Apple, Tesla lead Wall Street to gain on first trading day of 2022
Investors less worried about economic fallout from omicron varient
The U.S. stocks closed higher on Monday, with Apple hitting a $3 trillion market capitalization and Tesla posting bumper delivery numbers, giving investors cheer on the year’s first trading day.
Apple became the first company to reach that milestone and its shares ended higher.

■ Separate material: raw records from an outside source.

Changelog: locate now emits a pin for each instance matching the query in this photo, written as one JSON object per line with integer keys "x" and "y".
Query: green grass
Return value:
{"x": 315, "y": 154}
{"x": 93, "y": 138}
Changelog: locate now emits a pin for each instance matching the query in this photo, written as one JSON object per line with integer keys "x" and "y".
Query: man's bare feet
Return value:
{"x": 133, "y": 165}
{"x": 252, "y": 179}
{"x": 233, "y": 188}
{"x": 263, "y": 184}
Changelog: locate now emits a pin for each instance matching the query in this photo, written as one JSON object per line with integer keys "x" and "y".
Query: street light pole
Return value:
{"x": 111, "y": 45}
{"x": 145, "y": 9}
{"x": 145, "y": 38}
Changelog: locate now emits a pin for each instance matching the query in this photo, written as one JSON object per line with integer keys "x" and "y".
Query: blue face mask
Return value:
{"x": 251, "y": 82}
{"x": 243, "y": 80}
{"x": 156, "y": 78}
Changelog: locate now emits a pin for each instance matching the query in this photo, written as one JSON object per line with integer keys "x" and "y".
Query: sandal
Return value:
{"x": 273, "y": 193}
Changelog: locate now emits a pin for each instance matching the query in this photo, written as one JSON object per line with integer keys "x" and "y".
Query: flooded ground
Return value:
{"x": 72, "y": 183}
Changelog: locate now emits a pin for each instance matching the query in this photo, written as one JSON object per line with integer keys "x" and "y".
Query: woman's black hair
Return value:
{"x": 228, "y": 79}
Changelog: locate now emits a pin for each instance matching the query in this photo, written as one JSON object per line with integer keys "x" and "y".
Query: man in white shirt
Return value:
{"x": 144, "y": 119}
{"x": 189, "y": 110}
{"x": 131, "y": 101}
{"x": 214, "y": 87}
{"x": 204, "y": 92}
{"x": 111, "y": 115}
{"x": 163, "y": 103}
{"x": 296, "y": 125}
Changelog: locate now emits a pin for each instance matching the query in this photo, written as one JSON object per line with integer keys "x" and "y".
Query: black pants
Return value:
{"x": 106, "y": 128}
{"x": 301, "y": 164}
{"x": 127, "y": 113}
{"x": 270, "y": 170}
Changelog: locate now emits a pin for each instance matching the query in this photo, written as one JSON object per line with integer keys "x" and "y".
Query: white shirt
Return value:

Tesla’s shares also climbed after the company’s quarterly deliveries beat analysts’ estimates, riding out global chip shortages as it ramped up production in China.
The two stocks gave the biggest boosts to the S&P 500.
“Those are the two big drivers for the S&P,” said Paul Nolte, portfolio manager at Kingsview Investment Management in Chicago.
But he and others said easing investor worries about the impact of the omicron coronavirus variant also helped market sentiment, even with rising COVID-19 case numbers.
“The real news is people feel like this latest round of COVID is not going to be economically debilitating in that a lot of restrictions and lockdowns are going to be required,” said Stephen Massocca, senior vice president at Wedbush Securities in San Francisco.
The U.S. Food and Drug Administration authorized a third dose of Pfizer and BioNTech’s COVID-19 vaccine for children aged 12 to 15.
Energy and financial sectors also were among gainers.
All of Wall Street’s main indexes ended 2021 with monthly, quarterly and annual gains, recording their biggest three-year advance since 1999.
Unofficially, the Dow Jones Industrial Average rose 246.83 points, or 0.68%, to 36,585.13; the S&P 500 gained 30.41 points, or 0.64%, to 4,796.59; and the Nasdaq Composite added 187.83 points, or 1.2%, to 15,832.80.
Bank shares rose following a jump in U.S. Treasury yields on expectations of a series of U.S. interest rate hikes this year.
Wells Fargo’s shares rose, also helped by their upgrade to “overweight” by Barclays.
The benchmark S&P 500 added 27% in 2021 and reported 70 record-high closes, its the second-most ever, in a tumultuous year hit by new COVID-19 variants and supply chain shortages.
The Dow added 18.7% for the year and the tech-heavy Nasdaq gained 21.4%.